The collaboration is expected to facilitate cost efficiencies, new market opportunities, and the ability to provide additional resources for specialized programs, industry insights, and technology to meet the diverse needs of all segments of agriculture.
“Continual improvement is vital to the long-term success of any farm or ranch,” said Shane Tiffany, chair of the Frontier Farm Credit Board. “Our financial cooperatives are no different. As agriculture gets more complicated and our risks and costs as producers increase, we need to know we can count on our lender. This collaboration better positions us for the future.”
Together, these three Farm Credit Associations serve more than 85,000 producers across Iowa, Kansas, Minnesota, Nebraska, North Dakota, South Dakota, Wisconsin, and Wyoming. At 2022 year-end, AgCountry reported loan volume of $11.6 billion, Frontier Farm Credit, $2.6 billion, and FCSAmerica, $38.3 billion.
“There are many examples of successful collaborations in the Farm Credit System,” said Nick Jorgensen, chair of the FCSAmerica Board. “This one is unique in allowing each Association to share functions where it makes sense, yet retain the local experience we all have come to value from our individual cooperatives and financial teams.”
Shareholders of the three Associations will receive additional information regarding this collaboration.

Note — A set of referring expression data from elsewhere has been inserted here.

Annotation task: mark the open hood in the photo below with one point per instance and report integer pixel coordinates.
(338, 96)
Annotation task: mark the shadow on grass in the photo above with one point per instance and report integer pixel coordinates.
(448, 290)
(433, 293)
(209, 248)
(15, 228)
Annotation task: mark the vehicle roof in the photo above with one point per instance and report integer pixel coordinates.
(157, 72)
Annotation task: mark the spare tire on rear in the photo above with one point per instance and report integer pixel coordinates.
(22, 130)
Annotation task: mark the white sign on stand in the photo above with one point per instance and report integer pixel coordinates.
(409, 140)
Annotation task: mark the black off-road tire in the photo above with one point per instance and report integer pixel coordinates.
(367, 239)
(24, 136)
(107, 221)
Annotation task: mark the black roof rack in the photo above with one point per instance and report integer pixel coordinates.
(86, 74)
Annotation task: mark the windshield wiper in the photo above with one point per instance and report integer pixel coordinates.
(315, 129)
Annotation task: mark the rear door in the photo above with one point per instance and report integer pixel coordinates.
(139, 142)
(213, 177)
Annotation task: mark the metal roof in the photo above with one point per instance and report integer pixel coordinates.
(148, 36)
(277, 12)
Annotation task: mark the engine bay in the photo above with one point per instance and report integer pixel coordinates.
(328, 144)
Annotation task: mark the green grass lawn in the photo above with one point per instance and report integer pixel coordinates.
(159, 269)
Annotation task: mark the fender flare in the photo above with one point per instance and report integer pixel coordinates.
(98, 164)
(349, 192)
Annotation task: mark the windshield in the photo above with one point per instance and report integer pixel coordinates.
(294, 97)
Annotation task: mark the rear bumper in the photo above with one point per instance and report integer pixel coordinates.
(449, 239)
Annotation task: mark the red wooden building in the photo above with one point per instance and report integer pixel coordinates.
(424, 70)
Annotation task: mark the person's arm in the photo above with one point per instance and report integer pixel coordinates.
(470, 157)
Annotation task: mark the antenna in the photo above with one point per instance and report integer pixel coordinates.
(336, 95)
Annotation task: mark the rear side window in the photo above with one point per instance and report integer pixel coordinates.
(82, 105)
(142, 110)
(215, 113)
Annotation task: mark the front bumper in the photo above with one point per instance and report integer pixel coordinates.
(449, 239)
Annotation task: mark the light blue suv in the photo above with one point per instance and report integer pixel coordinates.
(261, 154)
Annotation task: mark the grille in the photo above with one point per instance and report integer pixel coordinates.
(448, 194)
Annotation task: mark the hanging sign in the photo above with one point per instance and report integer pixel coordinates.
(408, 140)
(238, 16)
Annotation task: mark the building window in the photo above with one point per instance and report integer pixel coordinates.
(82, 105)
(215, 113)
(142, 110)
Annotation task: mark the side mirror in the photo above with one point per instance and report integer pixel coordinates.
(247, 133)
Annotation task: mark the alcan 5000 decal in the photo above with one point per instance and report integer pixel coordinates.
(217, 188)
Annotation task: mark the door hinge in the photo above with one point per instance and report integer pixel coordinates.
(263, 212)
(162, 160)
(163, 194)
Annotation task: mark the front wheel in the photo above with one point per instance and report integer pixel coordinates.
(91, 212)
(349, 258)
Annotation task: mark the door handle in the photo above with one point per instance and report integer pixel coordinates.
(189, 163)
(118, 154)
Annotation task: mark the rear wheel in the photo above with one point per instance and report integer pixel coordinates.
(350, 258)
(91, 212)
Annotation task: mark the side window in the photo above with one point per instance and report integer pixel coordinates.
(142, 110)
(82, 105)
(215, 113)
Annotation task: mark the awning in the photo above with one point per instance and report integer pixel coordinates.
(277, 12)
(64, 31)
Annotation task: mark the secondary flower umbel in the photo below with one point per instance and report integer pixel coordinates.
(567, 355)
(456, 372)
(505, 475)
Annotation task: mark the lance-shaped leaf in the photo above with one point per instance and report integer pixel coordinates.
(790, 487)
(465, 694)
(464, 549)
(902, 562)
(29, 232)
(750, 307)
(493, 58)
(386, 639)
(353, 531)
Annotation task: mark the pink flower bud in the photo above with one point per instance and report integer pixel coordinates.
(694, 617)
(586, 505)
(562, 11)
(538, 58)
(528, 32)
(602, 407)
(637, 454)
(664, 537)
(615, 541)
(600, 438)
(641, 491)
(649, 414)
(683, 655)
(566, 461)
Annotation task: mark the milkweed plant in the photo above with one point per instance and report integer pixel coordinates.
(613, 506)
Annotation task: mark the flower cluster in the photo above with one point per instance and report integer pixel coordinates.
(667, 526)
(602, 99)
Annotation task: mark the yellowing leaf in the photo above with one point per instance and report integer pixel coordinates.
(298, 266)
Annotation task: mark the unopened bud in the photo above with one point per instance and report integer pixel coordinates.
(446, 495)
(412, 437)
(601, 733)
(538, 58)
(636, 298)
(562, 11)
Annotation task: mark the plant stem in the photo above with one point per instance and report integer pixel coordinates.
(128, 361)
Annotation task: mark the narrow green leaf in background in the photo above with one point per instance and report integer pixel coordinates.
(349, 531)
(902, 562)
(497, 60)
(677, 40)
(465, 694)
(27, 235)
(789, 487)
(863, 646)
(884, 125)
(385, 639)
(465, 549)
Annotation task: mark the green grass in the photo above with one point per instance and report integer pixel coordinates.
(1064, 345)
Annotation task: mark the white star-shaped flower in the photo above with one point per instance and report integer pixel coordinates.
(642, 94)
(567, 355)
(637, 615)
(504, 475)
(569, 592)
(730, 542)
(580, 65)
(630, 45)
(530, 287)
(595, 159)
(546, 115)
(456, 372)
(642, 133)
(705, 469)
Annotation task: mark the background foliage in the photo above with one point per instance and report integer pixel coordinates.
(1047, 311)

About the Collaborating Associations
As part of the Farm Credit network of cooperatives, the three Associations provide credit, risk management and/or financial services to their customers.
AgCountry is headquartered in Fargo, North Dakota, and serves 25,000 farmers, ranchers, and agribusinesses in portions of Minnesota, North Dakota, and Wisconsin.
Frontier Farm Credit serves 6,700 producers in eastern Kansas, where it has headquarters in Manhattan.
FCSAmerica, headquartered in Omaha, Nebraska, serves 55,000 producers in Iowa, Nebraska, South Dakota, and Wyoming.
Combined, the collaborating Associations have nearly $60 billion in assets: AgCountry, $13 billion; Frontier Farm Credit, $2.8 billion; and FCSAmerica, $43.3 billion.